The A&E doctor back home pulls some strings and after giving me my second IV dose, manages to get me set up with the OPAT team the next morning where they’ll treat me as an outpatient with daily IV antibiotics (score 5).  “It’s typically 5 – 14 days, depending on how well you react to the treatment”.  I get home at about 1am (score 6).

Over the next three days I’m back in hospital every day before they mercifully discharge me.  This time it finally is better.  So what does this all have to do with diabetes?  That’s what this is supposed to be about right?  Well this whole fiasco got me thinking…
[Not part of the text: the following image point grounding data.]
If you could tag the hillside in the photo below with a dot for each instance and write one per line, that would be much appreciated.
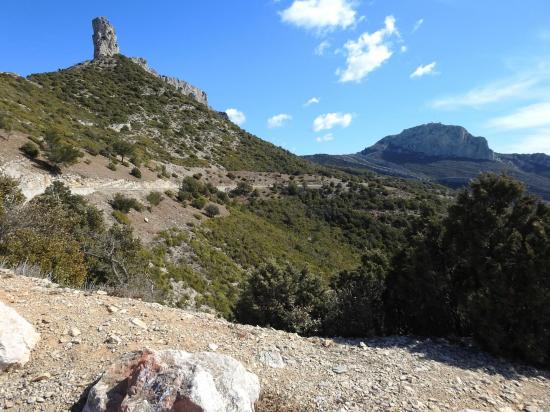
(296, 374)
(96, 103)
(444, 154)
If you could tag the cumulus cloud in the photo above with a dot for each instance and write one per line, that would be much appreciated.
(330, 120)
(417, 25)
(322, 48)
(532, 116)
(368, 52)
(424, 70)
(321, 15)
(492, 93)
(278, 120)
(236, 116)
(536, 142)
(313, 100)
(326, 138)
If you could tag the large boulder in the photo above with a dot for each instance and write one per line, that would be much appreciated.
(172, 380)
(17, 338)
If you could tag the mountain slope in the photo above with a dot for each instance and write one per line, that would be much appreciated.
(95, 103)
(445, 154)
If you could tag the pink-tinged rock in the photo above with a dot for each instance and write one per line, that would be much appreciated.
(177, 381)
(17, 338)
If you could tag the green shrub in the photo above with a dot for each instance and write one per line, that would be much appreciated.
(283, 298)
(154, 198)
(199, 202)
(53, 254)
(121, 217)
(356, 306)
(124, 204)
(212, 210)
(136, 172)
(30, 150)
(242, 189)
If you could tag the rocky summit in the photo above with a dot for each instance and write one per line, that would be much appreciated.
(106, 45)
(104, 37)
(438, 141)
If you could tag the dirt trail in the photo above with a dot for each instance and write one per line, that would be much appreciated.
(389, 374)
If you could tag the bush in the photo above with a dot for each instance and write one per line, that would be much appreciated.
(136, 172)
(125, 204)
(212, 210)
(30, 150)
(242, 189)
(283, 298)
(154, 198)
(482, 271)
(356, 308)
(53, 254)
(10, 195)
(59, 152)
(199, 202)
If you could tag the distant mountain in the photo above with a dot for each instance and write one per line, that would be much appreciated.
(444, 154)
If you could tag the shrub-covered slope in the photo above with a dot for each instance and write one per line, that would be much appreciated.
(95, 103)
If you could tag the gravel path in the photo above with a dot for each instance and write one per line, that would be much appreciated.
(82, 333)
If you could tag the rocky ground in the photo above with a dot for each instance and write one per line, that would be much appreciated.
(82, 333)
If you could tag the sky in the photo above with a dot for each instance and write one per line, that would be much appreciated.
(322, 76)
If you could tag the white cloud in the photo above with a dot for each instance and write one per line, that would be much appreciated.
(330, 120)
(321, 15)
(322, 48)
(492, 93)
(313, 100)
(424, 70)
(236, 116)
(278, 120)
(532, 116)
(417, 25)
(368, 52)
(326, 138)
(538, 142)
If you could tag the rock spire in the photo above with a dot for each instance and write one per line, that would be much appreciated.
(105, 41)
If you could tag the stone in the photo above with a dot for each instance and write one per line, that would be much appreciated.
(340, 369)
(177, 381)
(17, 338)
(139, 323)
(113, 340)
(41, 377)
(272, 359)
(104, 37)
(74, 332)
(435, 140)
(180, 85)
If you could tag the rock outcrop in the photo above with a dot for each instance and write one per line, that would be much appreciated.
(181, 86)
(104, 37)
(436, 140)
(172, 380)
(17, 338)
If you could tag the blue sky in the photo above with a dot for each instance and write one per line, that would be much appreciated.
(367, 68)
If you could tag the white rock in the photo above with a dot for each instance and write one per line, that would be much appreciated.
(176, 380)
(272, 359)
(139, 323)
(74, 332)
(17, 338)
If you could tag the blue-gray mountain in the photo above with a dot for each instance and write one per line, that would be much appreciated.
(444, 154)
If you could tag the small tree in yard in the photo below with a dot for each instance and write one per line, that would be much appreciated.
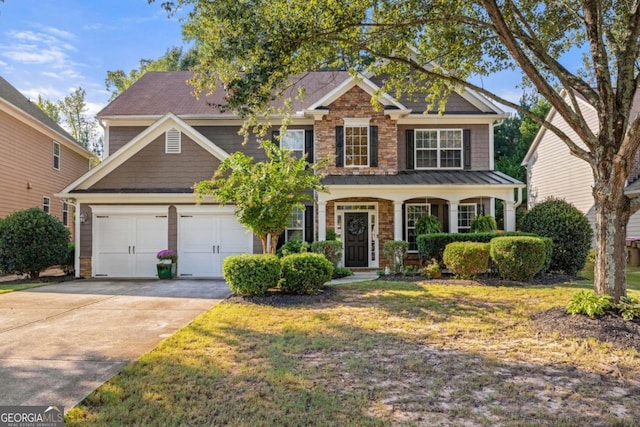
(31, 241)
(264, 193)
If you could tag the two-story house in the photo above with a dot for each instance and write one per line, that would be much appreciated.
(38, 158)
(388, 164)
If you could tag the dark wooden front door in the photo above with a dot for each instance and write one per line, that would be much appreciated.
(356, 239)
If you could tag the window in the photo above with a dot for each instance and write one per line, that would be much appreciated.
(294, 141)
(173, 141)
(295, 229)
(65, 214)
(356, 142)
(413, 212)
(56, 155)
(438, 148)
(466, 214)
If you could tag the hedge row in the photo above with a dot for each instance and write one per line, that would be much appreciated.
(253, 275)
(432, 245)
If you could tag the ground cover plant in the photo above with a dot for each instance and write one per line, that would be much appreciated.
(379, 353)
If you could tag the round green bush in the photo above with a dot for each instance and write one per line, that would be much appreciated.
(305, 273)
(32, 241)
(518, 258)
(567, 227)
(466, 259)
(251, 275)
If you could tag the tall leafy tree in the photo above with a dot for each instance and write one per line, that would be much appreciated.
(437, 45)
(174, 59)
(265, 192)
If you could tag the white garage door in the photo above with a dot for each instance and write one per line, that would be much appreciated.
(127, 239)
(206, 236)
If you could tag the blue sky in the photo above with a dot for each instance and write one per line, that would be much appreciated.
(52, 47)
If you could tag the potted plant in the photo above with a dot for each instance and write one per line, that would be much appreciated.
(166, 264)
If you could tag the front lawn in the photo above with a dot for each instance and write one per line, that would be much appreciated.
(376, 353)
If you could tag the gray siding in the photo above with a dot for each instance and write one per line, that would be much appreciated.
(479, 144)
(152, 168)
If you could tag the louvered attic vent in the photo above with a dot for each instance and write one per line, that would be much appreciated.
(173, 141)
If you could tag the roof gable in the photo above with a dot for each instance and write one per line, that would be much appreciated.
(167, 122)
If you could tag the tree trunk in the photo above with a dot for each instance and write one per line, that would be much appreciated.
(612, 215)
  • Firstly, listen to your significant other – they’re right, you’re wrong.
  • Secondly, if you’re turning up to an out of hours service with a suspected infection, tell them you have diabetes.  I didn’t (because it wasn’t on the form) and it meant I was sat for a few hours when I could have been talking to a doctor.  Having diabetes means your body may not handle an infection as well as others.  If that infection goes untreated you be in a lot of trouble and the healing process could take a lot longer
  • Thirdly, managing my diabetes when I’m ill feels like having a second job.  Extra finger-prick tests, temporary basal rates, persistent high blood glucose readings.  It’s a lot to manage physically, but mentally it gets on top of you quite quickly too and that can be doubly hard to manage when you’re already unwell.
  • Finally, it made me think again about how much responsibility is given over to us as people with diabetes.  In the last 10 days, I’ve probably spent more time in various healthcare establishments (15 hours) for one  reasonably routine issue, than I have in the past 4 years for an incredibly complex condition.

When I got diagnosed, I carried on like I was bulletproof.  I was fairly ignorant about how serious this condition was and just carried on for a long time believing I could do what I wanted without consequence.  I’m a little ashamed to think that’s how I started dealing with this infection.  I decided that because I’m (luckily) fit and well most of the time, there was no need to do anything urgently and that as long as my bloods were OK, I was fine.

Looking back, I was obviously wrong (score 7).  It’s OK to feel fragile, to need that extra help and support, and to slow down and rest when required.  I’m definitely not bulletproof and hopefully I’ll actually remember that in future.

I owe a great deal of thanks to the Emergency Department staff at the Royal London Hospital, the A&E team at Sheffield’s Northern General, everyone on the OPAT ward who patiently put up with my needle-phobia, and my wife, who never actually once said “I told you so”.